The Context
New Zealand recorded 33,530 residential consents in the year ending May 2025 — a 3.8 percent decline on the previous year, with multi-unit consents down 8.6 percent and standalone house consents up 2.4 percent. Within this context, Building Research Association of New Zealand (BRANZ) is examining how artificial intelligence could reduce the administrative burden of the consent process — a process that currently involves significant manual effort in reviewing submitted documentation, identifying missing items, and managing communications with applicants.
What Building Consent Officers Say
BRANZ’s research has directly consulted building consent officers (BCOs) about the specific workflow obstacles they face and where AI assistance would be most valuable. The priorities they have identified:
- Pre-submission verification: current pre-submission checks confirm that documents are present, not that they are complete or accurate. Missing site layouts, incomplete construction specifications, and inconsistent information between documents are common reasons for processing delays. BCOs indicate that AI could strengthen preliminary assessment by detecting absent components before formal lodgement.
- Technical processing: BCOs see value in AI tools that can rapidly cross-reference technical requirements — standards references, material compatibility protocols, and code compliance pathways — reducing the manual research time currently required for complex applications.
- Communication: BCOs seek AI support for drafting clearer Request for Information (RFI) correspondence that simplifies technical concepts for applicants who are not Building Code specialists. Poorly understood RFIs slow processing and create back-and-forth exchanges that consume officer time without advancing the consent.

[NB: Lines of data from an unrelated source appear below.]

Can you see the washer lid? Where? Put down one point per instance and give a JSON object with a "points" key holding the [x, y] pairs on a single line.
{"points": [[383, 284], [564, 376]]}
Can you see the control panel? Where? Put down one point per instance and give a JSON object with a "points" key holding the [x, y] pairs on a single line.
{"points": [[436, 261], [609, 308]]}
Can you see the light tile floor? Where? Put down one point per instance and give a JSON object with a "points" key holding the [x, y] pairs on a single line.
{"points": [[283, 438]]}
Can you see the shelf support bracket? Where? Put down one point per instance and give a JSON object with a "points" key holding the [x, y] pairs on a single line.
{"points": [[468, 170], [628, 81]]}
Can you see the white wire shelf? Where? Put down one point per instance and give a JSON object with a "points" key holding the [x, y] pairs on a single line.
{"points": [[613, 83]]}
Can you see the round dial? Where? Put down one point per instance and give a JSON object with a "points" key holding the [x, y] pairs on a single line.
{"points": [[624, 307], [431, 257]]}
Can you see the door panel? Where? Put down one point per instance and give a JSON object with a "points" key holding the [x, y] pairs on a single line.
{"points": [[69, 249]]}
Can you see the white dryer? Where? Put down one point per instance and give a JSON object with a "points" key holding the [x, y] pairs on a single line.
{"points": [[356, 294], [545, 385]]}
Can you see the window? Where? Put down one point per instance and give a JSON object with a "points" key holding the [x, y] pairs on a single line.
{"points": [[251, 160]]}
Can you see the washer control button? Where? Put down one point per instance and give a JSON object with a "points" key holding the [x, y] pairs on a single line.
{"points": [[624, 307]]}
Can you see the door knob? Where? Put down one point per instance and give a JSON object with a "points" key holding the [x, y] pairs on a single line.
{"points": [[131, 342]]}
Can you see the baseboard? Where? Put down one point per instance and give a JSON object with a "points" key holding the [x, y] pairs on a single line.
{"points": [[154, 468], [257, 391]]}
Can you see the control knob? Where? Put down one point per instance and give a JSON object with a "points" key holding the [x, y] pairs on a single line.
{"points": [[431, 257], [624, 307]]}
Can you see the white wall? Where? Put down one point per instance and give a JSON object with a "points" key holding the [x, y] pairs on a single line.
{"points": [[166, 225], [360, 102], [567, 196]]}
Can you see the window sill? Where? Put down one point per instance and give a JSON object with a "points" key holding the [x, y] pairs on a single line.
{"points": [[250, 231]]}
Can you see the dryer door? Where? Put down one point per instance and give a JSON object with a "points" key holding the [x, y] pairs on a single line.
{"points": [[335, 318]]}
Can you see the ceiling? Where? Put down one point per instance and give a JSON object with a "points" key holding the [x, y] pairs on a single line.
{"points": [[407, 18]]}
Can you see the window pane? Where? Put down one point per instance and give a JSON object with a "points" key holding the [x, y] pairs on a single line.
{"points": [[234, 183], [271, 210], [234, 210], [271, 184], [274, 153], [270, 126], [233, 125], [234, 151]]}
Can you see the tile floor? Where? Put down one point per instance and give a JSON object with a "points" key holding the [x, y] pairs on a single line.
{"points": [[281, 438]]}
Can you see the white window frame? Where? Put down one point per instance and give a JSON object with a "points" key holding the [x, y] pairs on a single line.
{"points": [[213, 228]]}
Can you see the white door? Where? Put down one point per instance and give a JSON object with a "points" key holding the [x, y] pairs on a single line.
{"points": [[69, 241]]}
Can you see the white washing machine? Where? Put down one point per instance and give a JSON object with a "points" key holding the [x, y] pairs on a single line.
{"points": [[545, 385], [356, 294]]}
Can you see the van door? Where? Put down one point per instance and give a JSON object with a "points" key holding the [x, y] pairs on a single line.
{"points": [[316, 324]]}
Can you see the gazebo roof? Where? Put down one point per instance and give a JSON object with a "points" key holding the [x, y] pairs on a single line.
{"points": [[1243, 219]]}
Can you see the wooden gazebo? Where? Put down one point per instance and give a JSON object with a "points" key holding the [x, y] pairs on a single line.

Limitations and Next Steps
BRANZ’s research is explicitly exploratory at this stage — understanding the specific pain points before designing interventions. The next phase involves consultation with applicants — builders, designers, and homeowners — about the AI tools that would reduce their preparation burden and improve the quality of applications before submission. The challenge for any AI solution is that building consent applications involve significant contextual judgement: a documentation checklist can identify a missing item, but determining whether a proposed solution adequately addresses a code clause requires professional expertise that current AI cannot replicate. The realistic near-term application is augmenting BCO capacity for the systematic, repeatable elements of the workflow — not replacing the professional judgement that the consent system ultimately depends on.